The mini-bot weighs a diminutive 0.31 grams, spans 1.7 cm squared, can be thermally activated to self-fold, and houses a cubic neodymium magnet. It's spurred into motion by remote magnetic controllers, and is capable of scuttle speeds of between three to four cm per second.

In a YouTube video from IEEE Spectrum, the bot demonstrates its numerous super powers. Placed on a heated sheet, it first self-constructs within a minute when temperatures hit 65 degrees, before scuttling away to explore its surroundings. Showing off its adept navigation skills, it looks a bit like an eager dog on an obstacles course at Crufts, as it weaves back and forth through two miniature poles. Next up, it pushes a cubic sweet into a designated area like a combine harvester, before sailing through water, and carting around an object twice its weight.

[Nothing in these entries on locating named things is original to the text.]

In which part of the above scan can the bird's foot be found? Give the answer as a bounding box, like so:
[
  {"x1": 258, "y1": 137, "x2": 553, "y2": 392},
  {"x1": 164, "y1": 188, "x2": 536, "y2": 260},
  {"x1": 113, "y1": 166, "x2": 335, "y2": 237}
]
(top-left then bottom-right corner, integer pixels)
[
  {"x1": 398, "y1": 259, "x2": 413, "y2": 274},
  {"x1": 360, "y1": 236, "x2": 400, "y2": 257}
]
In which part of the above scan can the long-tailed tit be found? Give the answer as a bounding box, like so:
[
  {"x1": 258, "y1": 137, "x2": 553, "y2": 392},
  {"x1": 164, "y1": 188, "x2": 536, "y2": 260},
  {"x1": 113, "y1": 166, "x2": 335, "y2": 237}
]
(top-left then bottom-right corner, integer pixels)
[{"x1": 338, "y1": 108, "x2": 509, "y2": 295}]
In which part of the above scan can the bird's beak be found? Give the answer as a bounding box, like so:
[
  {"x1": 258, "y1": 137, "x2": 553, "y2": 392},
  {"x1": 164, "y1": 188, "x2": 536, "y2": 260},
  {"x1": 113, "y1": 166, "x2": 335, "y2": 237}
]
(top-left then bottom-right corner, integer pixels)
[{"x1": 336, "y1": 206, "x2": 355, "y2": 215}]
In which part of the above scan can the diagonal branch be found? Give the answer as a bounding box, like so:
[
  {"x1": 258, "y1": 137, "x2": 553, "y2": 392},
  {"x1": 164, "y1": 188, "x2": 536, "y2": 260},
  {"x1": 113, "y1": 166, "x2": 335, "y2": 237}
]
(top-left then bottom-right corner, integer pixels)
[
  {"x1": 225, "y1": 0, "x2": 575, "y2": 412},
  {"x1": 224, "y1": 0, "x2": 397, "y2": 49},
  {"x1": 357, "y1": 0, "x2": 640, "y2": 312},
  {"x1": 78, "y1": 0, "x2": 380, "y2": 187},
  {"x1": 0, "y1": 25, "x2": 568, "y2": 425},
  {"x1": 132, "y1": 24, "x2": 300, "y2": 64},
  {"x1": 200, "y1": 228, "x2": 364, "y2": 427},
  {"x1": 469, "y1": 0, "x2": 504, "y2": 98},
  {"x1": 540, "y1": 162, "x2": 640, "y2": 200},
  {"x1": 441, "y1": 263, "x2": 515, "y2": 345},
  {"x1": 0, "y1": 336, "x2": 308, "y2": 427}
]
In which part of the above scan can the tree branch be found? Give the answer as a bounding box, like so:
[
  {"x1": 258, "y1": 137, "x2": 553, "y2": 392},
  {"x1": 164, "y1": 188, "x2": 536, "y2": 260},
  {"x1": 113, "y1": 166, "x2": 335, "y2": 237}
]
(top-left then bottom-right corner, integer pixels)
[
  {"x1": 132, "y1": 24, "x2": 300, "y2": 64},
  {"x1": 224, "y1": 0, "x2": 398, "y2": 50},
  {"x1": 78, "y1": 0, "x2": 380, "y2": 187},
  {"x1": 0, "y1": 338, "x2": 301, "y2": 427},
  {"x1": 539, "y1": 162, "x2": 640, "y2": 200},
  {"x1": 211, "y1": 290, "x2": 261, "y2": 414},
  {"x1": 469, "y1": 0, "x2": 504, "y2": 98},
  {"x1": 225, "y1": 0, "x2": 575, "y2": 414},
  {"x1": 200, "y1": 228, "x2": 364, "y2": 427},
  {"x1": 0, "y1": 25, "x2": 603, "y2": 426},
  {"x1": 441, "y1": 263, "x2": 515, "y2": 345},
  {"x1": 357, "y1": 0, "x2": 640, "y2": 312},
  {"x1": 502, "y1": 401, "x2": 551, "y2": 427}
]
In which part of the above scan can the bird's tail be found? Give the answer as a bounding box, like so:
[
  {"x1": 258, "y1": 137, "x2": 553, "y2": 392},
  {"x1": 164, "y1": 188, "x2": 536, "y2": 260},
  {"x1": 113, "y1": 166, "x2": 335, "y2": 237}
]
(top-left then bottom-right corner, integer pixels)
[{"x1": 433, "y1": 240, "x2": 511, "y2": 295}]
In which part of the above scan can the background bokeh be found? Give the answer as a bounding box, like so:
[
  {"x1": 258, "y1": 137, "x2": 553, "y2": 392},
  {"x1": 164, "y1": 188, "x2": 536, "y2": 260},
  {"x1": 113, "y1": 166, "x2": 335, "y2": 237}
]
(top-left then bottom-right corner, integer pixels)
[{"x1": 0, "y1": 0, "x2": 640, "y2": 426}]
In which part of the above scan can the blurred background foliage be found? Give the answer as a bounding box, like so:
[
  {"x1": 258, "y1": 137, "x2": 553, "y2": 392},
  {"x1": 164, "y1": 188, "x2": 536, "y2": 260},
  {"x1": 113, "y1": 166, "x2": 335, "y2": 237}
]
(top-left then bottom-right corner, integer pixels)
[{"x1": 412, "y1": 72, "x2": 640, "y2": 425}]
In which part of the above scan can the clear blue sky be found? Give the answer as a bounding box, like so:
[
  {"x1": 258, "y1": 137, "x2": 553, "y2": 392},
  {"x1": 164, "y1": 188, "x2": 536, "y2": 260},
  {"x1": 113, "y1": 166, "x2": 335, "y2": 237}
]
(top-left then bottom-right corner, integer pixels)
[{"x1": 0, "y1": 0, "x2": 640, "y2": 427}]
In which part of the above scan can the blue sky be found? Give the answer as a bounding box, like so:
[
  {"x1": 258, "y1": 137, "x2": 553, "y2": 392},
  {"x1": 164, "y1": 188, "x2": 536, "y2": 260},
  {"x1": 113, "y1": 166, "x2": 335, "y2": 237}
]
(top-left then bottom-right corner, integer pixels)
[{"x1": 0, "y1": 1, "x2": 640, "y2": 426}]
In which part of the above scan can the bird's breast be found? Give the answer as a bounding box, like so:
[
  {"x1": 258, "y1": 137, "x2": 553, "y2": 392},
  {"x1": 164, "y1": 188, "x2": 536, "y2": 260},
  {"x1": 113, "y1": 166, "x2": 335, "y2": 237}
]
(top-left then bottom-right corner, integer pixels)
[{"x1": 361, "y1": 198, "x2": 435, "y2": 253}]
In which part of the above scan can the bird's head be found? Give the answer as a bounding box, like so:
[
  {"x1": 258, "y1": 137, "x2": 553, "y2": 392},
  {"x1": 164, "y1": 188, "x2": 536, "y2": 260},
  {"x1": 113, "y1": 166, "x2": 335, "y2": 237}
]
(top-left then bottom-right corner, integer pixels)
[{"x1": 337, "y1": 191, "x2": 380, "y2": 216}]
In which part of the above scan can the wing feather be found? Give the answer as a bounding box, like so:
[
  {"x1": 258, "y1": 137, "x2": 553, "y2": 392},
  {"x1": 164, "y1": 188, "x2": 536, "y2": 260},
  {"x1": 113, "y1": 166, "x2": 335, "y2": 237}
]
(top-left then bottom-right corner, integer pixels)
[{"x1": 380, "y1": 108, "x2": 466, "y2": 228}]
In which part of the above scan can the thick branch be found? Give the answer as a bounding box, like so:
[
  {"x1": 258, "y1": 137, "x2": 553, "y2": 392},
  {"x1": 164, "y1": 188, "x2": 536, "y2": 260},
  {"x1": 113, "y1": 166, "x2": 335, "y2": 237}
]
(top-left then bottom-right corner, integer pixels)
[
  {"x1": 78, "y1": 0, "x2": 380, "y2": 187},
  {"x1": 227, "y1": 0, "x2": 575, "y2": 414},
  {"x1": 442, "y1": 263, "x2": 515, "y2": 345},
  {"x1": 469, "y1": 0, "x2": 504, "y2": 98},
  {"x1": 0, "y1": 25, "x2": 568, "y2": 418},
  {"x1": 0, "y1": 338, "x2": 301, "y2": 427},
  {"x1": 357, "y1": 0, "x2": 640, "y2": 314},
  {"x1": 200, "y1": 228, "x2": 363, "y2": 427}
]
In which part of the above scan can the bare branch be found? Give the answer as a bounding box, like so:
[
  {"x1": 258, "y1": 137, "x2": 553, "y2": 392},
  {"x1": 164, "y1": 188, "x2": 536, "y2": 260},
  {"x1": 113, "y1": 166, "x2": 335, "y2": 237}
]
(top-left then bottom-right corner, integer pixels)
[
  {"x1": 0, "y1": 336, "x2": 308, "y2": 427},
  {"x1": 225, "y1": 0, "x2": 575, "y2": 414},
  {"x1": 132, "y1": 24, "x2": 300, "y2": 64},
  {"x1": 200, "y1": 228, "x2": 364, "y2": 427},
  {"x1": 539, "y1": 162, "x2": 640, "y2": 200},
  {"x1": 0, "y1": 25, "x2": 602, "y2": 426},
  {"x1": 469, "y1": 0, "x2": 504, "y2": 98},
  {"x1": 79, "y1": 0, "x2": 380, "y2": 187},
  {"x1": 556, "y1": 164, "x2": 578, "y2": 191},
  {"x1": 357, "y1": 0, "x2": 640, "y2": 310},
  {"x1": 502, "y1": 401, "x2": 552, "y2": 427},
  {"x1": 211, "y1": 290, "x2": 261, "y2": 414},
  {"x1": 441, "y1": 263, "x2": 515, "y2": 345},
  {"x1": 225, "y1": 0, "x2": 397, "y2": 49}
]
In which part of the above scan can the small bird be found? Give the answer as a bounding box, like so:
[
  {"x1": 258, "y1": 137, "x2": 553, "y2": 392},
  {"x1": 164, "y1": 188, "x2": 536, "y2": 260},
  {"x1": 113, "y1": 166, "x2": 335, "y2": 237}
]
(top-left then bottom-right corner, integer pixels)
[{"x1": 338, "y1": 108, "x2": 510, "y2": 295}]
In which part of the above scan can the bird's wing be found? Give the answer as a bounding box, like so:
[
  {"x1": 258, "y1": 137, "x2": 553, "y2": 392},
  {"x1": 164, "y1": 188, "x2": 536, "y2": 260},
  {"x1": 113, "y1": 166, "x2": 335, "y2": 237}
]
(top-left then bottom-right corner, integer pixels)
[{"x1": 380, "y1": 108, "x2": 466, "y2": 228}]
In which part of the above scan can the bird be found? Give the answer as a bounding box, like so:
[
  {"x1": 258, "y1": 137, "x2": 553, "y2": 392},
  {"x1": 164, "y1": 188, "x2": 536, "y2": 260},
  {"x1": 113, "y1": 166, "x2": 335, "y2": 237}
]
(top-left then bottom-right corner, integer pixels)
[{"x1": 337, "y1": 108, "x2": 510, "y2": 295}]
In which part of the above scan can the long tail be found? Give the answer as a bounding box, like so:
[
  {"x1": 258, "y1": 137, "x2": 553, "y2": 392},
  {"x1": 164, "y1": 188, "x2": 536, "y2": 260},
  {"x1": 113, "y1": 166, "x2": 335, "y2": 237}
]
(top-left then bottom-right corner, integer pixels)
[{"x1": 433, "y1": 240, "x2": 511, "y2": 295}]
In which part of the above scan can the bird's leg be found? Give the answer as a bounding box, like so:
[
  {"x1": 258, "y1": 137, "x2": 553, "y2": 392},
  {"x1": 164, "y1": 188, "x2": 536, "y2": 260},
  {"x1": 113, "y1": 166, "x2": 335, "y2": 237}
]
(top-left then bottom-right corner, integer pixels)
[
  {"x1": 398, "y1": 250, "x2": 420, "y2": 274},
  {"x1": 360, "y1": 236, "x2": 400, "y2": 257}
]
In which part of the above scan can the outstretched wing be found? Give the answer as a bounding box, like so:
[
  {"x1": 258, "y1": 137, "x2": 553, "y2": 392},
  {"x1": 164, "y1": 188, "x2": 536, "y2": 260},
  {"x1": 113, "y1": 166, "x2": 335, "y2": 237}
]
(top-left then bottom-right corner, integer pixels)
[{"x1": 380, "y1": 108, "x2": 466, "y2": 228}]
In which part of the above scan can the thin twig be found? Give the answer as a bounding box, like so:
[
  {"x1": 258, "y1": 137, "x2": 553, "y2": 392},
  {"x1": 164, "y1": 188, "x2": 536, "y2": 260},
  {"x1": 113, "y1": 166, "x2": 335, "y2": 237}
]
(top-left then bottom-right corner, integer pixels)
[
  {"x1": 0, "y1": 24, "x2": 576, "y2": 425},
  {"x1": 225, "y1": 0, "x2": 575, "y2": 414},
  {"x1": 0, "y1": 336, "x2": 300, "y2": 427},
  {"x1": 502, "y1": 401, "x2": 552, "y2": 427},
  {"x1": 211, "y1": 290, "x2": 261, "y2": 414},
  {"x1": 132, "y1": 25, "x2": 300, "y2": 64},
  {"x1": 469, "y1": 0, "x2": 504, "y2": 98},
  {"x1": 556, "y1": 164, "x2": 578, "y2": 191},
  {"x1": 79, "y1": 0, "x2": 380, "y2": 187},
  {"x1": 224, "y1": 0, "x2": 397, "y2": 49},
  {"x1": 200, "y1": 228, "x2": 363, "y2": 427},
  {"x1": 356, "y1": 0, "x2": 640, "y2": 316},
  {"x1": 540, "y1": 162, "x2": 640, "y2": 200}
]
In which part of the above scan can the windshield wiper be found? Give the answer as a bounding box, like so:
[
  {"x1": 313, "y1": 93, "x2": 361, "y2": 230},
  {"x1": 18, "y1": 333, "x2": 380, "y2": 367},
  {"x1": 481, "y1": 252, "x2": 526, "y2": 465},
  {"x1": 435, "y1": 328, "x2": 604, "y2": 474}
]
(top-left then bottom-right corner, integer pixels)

After climbing a slope, and digging through a stack of pink sweets, the final scene ends with the origami bot's demise. The researchers, using a pair of small tongs, plunge the robot into acetone, effectively dissolving it.

In a paper presented at the ICRA conference held in Seattle on Wednesday, researchers describe how their little bot could eventually be used within the medical sphere, and even deployed within the human body.

These "autonomous '4D printed' robots could be used in unreachable sites, including those encountered in both in vivo and biological treatments," they write.